What practically helps your skin’s pH: use gentle, fragrance-free cleansers with mild surfactant systems, avoid over-washing (twice daily for the face is plenty), and let your skin’s natural oils do their job. If you’re dealing with a compromised skin barrier, look for cleansers labeled “soap-free” or “syndet” (synthetic detergent bars), which tend to be formulated closer to skin pH with gentler surfactant blends.
Stomach pH: When Acidity Drops
Your stomach needs to be extremely acidic, between pH 1.5 and 2.0, to break down food and kill potentially harmful bacteria before they reach your intestines. The most common reason stomach acid decreases is long-term use of proton pump inhibitors (PPIs), which are widely prescribed for acid reflux. These medications powerfully suppress acid production. While they don’t typically cause obvious digestive problems, they can impair absorption of vitamin B12 over time.
If you’re concerned about low stomach acid, the most practical step is talking to your prescriber about whether you still need acid-suppressing medication at your current dose, especially if you’ve been on it for years.
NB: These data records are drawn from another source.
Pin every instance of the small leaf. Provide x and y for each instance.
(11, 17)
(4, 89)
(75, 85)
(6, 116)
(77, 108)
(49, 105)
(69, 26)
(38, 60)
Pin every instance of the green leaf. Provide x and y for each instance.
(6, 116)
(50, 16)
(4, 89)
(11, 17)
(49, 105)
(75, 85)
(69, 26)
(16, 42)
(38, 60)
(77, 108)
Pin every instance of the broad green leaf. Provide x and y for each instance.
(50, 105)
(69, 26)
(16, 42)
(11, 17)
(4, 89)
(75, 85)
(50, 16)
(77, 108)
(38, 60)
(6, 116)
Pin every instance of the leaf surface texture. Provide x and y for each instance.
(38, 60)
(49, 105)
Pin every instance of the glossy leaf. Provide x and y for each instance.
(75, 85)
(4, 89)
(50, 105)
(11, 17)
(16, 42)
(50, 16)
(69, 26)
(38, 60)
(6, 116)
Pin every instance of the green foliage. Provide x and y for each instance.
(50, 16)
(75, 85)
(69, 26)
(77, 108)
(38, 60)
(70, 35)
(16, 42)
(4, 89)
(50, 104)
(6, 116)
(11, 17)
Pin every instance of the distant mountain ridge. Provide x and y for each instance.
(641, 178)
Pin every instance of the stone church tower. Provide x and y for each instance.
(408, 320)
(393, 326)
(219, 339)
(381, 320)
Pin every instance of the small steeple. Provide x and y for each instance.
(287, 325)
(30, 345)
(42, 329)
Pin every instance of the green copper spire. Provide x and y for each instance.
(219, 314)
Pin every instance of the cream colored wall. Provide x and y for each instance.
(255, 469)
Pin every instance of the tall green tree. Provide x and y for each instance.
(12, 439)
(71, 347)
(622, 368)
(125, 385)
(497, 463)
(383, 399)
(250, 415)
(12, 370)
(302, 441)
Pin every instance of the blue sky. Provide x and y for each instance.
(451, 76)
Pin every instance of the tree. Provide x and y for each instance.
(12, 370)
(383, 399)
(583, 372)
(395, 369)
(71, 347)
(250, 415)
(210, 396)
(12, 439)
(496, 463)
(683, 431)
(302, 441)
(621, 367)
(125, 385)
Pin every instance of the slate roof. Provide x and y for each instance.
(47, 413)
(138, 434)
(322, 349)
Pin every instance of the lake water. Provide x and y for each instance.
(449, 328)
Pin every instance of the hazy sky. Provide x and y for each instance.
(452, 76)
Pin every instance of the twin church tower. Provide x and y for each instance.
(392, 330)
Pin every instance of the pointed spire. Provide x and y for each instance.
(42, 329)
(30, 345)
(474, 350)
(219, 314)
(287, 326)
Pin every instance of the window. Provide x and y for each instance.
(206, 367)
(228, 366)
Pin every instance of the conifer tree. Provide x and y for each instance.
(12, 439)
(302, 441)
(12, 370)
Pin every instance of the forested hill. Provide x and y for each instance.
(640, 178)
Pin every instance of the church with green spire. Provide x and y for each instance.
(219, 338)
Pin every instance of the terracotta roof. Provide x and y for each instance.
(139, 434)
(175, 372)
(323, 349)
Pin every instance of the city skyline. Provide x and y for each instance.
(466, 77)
For most people who aren’t taking these medications, stomach acid levels remain where they should be without any special intervention.
What “Better pH Balance” Really Means
The most useful way to think about pH is not as a single number you need to fix, but as a collection of distinct environments your body maintains for different purposes. Your blood handles itself. Your stomach needs its extreme acidity left alone. Your skin and vagina are the two areas where your daily choices, from the cleanser you use to whether you take a probiotic, can genuinely shift pH in a direction that helps or hurts.
Eating more fruits and vegetables, fewer processed foods, and staying well-hydrated supports the overall metabolic environment your kidneys work within. Choosing gentle skin care products protects your acid mantle. And for vaginal health, specific Lactobacillus probiotics have real clinical evidence behind them. The common thread isn’t a single supplement or superfood. It’s reducing the things that disrupt your body’s natural acidity and supporting the systems already in place to maintain it.